Foi conhecer o espaço e, quando entrou, bateu, quase literalmente, com a cara na parede. “Tudo o que vês aqui, as prateleiras, tudo!, foi tudo idealizado por medida – e tive que retirar uma série de entulho de cá de dentro. Mas, pouco a pouco, o espaço foi-se criando, foi-se impondo, naturalmente, e comecei a acreditar que era possível ser uma livraria. Pequena, mas uma livraria.”

Não gosta que o chamem alfarrabista. “É uma palavra dura, custa-me dizê-la, acho que é feia o raio da palavra. Prefiro o termo livreiro. É isso que eu sou. Sim, eu vendo livros usados, maioritariamente, mas vejo-me como um livreiro.” Guarda dezenas de milhares de livros em casa. São livros que já tinha, outros que foi comprando a amigos, a outras livrarias ou a outros alfarrabistas, também os compra a particulares, que têm bibliotecas pessoais e se querem desfazer delas, e, claro, há quem por aqui passe e lhe traga livros para vender. Uma coisa que não faz é comprar o que as editoras têm em catálogo, as novidades.
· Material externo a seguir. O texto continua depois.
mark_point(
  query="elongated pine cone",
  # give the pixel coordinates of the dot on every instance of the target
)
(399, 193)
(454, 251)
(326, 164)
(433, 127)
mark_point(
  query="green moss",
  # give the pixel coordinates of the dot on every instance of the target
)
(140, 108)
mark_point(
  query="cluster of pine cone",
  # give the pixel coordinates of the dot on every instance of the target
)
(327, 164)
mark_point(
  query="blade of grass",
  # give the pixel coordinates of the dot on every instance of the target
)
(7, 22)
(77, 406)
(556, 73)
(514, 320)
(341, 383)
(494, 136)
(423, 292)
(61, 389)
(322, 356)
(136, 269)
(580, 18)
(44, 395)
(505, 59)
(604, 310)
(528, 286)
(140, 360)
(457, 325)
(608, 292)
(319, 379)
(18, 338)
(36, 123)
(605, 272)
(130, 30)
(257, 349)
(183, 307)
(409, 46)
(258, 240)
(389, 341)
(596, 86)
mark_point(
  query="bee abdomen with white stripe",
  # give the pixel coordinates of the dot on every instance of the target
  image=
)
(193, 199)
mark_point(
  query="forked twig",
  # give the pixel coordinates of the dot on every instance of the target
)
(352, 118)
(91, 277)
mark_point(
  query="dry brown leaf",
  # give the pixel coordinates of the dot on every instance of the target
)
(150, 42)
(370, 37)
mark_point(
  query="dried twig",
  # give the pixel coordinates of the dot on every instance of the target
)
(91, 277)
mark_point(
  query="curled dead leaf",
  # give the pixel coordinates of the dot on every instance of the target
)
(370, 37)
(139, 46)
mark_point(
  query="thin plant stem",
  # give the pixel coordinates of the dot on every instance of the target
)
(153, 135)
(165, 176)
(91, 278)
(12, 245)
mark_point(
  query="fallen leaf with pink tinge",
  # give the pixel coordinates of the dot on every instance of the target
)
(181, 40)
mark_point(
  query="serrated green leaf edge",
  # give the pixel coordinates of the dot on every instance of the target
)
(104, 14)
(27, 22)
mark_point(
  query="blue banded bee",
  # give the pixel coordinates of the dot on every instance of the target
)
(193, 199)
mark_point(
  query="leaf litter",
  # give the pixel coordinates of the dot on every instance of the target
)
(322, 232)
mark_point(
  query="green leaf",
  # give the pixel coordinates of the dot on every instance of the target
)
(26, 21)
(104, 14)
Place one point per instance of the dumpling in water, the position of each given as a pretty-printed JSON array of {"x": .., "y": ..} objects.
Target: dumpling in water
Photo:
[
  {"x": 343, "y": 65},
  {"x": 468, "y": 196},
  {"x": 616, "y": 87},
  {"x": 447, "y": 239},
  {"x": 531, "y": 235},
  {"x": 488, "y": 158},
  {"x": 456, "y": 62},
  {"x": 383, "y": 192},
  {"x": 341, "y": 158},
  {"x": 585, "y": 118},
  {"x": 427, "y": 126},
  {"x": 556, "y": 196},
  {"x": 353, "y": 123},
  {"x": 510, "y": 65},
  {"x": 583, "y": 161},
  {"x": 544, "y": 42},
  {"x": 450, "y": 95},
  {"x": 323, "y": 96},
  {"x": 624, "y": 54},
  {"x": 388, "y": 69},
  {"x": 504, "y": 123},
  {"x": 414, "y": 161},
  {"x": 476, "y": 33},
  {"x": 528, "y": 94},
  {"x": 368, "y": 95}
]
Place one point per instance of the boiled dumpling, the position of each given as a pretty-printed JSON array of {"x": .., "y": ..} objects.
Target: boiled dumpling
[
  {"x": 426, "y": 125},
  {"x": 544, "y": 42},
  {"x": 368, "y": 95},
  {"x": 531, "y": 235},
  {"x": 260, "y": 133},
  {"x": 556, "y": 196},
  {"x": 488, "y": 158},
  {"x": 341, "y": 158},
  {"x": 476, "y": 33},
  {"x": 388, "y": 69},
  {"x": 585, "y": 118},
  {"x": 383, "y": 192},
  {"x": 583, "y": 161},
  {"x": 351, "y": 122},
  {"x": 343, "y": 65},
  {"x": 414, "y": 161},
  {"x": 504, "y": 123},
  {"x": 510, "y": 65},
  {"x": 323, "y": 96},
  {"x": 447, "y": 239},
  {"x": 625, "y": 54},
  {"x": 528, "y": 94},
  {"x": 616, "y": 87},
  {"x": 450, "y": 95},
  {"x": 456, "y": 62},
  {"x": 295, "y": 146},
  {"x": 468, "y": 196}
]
Eu sou um gajo livre. Não devo obediência a ninguém. Mas ser livre não significa não ser disciplinado. Ou organizado. Isto exige de mim muita disciplina e muita organização. Ser livreiro independente é um trabalho sem rede.

“Eu só tenho o que leio e só vendo o que gosto. E como tanto leio em português, como em francês, espanhol, alemão ou italiano, tenho livros em muitas línguas, de história, literatura, filosofia, tudo. Também vendo livros em mandarim, mas mandarim já não leio. [Risos] Isto é um trabalho, o trabalho de livreiro, muito idiossincrático. É o teu gosto pessoal que vai definir o teu modelo de negócio. É claro que eu sou atento ao que o mercado quer, ao que me solicitam. Também sei bem que se comprar coisas mais comerciais, em detrimento de coisas menos comerciais, vou vender mais, mais rapidamente, e isso traduz-se em lucro. Mas, mais do que usar a livraria para sobreviver — e eu preciso dela para sobreviver –, uso-a como que num exercício de liberdade e de prazer.”

Quem lhe compra os livros, maioritariamente, são os turistas, que vão de visita ao Castelo. Lisboetas, lisboetas, da Baixa, não, até porque, infelizmente, confessa, já quase não há lisboetas a habitar na Baixa, e isso é “uma dura e galopante realidade”. Por outro lado, e cada vez mais, o negócio de venda de livros de Simão faz-se via internet. “Não tenho paciência para ter um blogue ou uma página nas redes sociais, mas utilizo as plataformas de venda, as internacionais, como o eBay, por exemplo, e vendo para todo o mundo. Mas não é por isso que digo que as livrarias pequenas vão desaparecer e que o livro vai desaparecer. Eu penso que, no futuro, muito em breve, o mercado livreiro vai ser um mercado fragmentado, um mercado de nichos, e é por isso que, creio, vai haver espaço para os pequenos livreiros. Os livros, físicos, vão perdendo expressão, há outros formatos que se impõem, mas eu creio que o livro, o objeto, não vai desaparecer nunca.”